Anyway. If there is a workaround you guys are going to work into gimp such that future people don't end up needing to discover this bios setting they weren't aware off that's still worth doing imo. Just wanted to give a status update as the original poster.
Comment 22 Michael Schumacher 2017-02-10 13:40:32 UTC
So it was the issue I mentioned in comment 4.
Comment 23 Jehan 2017-02-10 16:08:15 UTC
For any future Windows developer willing to work on this, I have maybe a few hints. Try to build Chromium and check the problem doesn't exist there. Then checkout an older Chromium which has the same problem as GIMP, and confirm it. Then try to bisect (if Chromium uses git too, look for the command `git bisect`) to see in which commit this has been fixed or worked around and see if this same fix could be applied to GTK+.

This being said, I wonder if that has really been fixed in Chrome, because I found this bug report which looks very similar to what we have and is still opened:
https://bugs.chromium.org/p/chromium/issues/detail?id=103737
They don't mention floppy device, but more generically unavailable device could cause the issue there:

> - Having mounted network devices that are slow or disconnected.

Apparently there are other possible cases. Some say that opening the file dialog in a folder with too many files or folders could cause the application to hang as well (so some people propose to clean the Download/ folder empty, since that's the one opened by the browser; in GIMP, obviously, that would be other folders).

Comment 178 on their bug report looks like an important piece of information as well (though it is about closing tabs but maybe on Chrome that's related issues,  or just another similar issue, I don't know).
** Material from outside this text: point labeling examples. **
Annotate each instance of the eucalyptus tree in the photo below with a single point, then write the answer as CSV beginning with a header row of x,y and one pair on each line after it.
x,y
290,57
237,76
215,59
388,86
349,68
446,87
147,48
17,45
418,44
I'll copy it here:

> For all the Windows users, if you also experience long waiting time (i.e., chrome is not responding) when you close tabs, then you are very likely having issues with JumpListIcons folder and/or JumpListIconsOld folder.
> 
> They are under C:\Users\<USER>\AppData\Local\Google\Chrome\User Data\Default\
> 
> You can navigate to these two folders and see if they are accessible and how big they are. If they are inaccessible and/or they are large in size, then they are corrupted for some reason.
> 
> FINALLY, please download the Canary version of chrome which contains a fix for the JumplistIcons issue, and see if it also solves your download issue. Your feedback is very important for us to better understand the bugs and our current solutions.
> 
>  Here is the link for Chrome Canary:
> https://www.google.com/chrome/browser/canary.html

Maybe some lead to follow?
Anyway some food for thoughts for all Windows developers out there willing to debug this.
Comment 24 GNOME Infrastructure Team 2018-05-24 16:27:06 UTC
-- GitLab Migration Automatic Message --

This bug has been migrated to GNOME's GitLab instance and has been closed from further activity.